CERITAKANLAH PADA KETURUNANMU / MAZMUR 78:1-8

 

Photo by Freepik


Orangtua ingin anaknya pandai di sekolah, sebab itu mereka mengajarkan anaknya menulis dan berhitung sebelum anak bersekolah. Namun sebenarnya, yang lebih perlu adalah membekali anak dengan kemampuan dasariah, misalnya konsentrasi, imajinansi dan vokabulari. Kemampuan berkonsentrasi, misalnya diperlukan setiap orang seumur hidup. Banyak mahasiswa mengalami kesulitan belajar bukan karena kurang cerdas, melainkan karena kurang mampu berkonsentrasi, misalnya barus saja membaca sepuluh halaman namun pikiran sudah melayang atau sudah ingin mengobrol. Sejak dini orangtua bisa menolong anak untuk berkonsentrasi, salah satunya dengan mengambil waktu bersama anak untuk bercerita.

Metode bercerita merupakan salah satu kegiatan yang disenangi oleh anak, dimana cerita itu harus mengandung makna yang berarti bagi anak. Stewigh (1980) menyatakan bahwa “anak senang pada cerita karena terdapat sejumlah manfaat bagi anak dalam perkembangan dan pembentukan pribadi anak”. Bercerita merupakan sebuah karya sastra yang dapat membantu meningkatkan konsentrasi dan daya ingat anak, meningkatkan kemampuan eksplorasi anak melalui karakter tokoh dalam cerita. Selain itu, kegiatan bercerita juga dapat meningkatkan imajinasi anak serta merangsang kognitif anak. Melalui bercerita dapat menyampaikan pesan-pesan moral secara lisan kepada anak.

Seperti kisah, Penulis Ronald Rood mengajar anak-anak kelas dua dengan memberikan presentasi melalui slide mengenai sebuah gunung berapi di Hawai. Gambar-gambar itu menunjukkan lava cair yang mengalir ke laut dan uap panas yang membubung ke udara sampai setinggi satu setengah kilometer. Pemandangan itu tampak begitu nyata sehingga anak-anak seolah-olah bisa mendengar suara gemuruhnya. Kemudian Rood mengedarkan sepotong lava beku agar anak-anak dapat mengamatinya. Sesudah semua anak memegang lava tersebut, seorang anak kecil membawanya kembali ke depan kelas.

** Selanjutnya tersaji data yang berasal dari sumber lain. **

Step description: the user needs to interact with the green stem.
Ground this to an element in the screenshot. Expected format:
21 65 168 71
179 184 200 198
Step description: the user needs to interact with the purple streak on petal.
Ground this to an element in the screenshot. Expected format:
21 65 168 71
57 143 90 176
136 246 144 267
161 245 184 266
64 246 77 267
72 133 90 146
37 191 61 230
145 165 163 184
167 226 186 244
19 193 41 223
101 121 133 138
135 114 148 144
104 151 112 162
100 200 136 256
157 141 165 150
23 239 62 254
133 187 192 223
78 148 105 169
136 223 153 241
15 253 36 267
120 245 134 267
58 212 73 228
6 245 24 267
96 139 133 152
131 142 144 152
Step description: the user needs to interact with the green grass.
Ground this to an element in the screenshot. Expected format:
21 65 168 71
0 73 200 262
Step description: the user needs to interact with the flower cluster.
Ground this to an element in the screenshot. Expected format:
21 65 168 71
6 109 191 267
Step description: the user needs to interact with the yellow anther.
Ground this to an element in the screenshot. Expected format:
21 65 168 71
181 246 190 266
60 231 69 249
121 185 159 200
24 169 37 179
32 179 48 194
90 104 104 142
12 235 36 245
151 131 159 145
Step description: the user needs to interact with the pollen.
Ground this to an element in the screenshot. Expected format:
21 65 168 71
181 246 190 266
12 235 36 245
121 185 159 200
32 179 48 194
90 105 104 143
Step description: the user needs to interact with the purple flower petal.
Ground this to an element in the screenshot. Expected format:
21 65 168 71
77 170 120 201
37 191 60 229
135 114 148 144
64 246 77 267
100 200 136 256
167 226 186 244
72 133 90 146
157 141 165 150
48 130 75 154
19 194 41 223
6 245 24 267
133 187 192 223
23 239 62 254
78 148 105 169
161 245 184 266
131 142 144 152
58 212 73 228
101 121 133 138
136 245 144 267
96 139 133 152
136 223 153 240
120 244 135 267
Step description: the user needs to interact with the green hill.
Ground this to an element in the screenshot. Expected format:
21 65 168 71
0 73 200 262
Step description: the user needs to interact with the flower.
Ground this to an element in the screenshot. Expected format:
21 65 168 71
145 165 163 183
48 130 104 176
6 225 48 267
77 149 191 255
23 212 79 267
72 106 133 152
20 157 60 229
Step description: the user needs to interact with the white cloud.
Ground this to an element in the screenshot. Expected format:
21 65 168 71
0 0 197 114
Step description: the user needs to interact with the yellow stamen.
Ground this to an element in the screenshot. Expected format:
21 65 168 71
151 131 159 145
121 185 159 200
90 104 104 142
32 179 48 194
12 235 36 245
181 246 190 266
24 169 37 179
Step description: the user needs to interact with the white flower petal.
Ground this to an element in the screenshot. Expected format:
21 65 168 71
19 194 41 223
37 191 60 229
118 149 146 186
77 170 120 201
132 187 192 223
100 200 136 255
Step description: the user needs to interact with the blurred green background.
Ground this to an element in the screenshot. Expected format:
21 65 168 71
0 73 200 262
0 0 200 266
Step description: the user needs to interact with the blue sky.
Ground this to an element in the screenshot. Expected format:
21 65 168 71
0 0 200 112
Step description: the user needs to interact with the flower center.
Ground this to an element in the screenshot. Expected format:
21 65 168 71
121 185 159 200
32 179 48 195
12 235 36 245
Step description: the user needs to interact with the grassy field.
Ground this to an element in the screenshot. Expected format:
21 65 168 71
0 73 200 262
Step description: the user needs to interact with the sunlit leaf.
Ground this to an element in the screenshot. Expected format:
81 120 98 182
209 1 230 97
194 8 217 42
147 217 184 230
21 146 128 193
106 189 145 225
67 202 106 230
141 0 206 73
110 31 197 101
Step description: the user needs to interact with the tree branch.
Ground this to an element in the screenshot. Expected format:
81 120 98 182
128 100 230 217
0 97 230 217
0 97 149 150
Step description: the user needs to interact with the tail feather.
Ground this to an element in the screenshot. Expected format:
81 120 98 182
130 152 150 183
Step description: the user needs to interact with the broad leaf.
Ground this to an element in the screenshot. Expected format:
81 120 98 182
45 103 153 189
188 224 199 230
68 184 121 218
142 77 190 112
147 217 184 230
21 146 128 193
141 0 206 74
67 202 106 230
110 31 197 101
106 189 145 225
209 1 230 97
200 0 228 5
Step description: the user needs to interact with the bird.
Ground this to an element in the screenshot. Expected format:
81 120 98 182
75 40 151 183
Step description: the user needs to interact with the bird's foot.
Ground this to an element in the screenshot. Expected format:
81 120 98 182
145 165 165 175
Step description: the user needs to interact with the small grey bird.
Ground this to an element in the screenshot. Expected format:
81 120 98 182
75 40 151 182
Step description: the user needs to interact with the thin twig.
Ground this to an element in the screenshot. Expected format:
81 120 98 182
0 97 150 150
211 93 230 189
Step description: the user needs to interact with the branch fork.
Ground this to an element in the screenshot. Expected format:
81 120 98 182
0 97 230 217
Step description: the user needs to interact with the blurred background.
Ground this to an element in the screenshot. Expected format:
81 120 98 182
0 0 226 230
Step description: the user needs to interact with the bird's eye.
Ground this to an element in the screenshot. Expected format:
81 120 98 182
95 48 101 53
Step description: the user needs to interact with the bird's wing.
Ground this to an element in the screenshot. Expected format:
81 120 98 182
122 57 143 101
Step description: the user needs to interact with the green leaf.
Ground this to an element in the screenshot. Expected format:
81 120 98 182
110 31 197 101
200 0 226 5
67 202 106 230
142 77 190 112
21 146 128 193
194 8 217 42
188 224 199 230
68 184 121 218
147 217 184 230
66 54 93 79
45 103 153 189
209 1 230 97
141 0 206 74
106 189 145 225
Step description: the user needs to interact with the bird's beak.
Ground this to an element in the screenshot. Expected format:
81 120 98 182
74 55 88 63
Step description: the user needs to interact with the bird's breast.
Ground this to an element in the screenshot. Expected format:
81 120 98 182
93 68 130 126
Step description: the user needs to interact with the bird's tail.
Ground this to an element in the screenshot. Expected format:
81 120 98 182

Dengan hati-hati ia memainkan batu tersebut di tangannya, lalu tiba-tiba berteriak dengan membelalakkan mata, "Pak, lavanya masih hangat!"

Ya, seperti kisah Rood, demikianlah kekuatan dari metode bercerita!

Terakhir, menjadikan anak pandai bukan berarti memberi ilmu, melainkan memberi dasar agar anak itu sendiri menggali ilmunya. Ibarat sebuah rumah peran orangtua adalah meletakkkan fondasi, sedangkan rumah itu sendiri dibangun oleh anak yang bersangkutan.

Seperti yang menjadi bahan dalam refleksi kita hari ini, maka fondasi itu dibangun dengan cerita-cerita dalam Alkitab. Sebab, Mazmur 78 adalah panggilan bagi kita untuk menjadi pencerita akan kehebatan kuasa dan kasih Allah bagi orang lain. Kita bisa menggunakan peristiwa-peristiwa yang terjadi di masa lalu sebagai bahan cerita, atau kita juga bisa memperlihatkannya dengan kehidupan kita saat ini. Apapun cerita yang kita ambil, harapannya adalah membawa orang untuk memuliakan Allah, Sang Pencerita Agung.

Itu jugalah warisan terbaik bagi anak, sebuah fondasi bukan bangunannya. Kita bangga kalau fondasi yang kita letakkan itu kokoh sehingga anak berhasil membangun sesuatu yang berguna. Kebanggaan orangtua adalah kalau pewarisnya bermanfaat.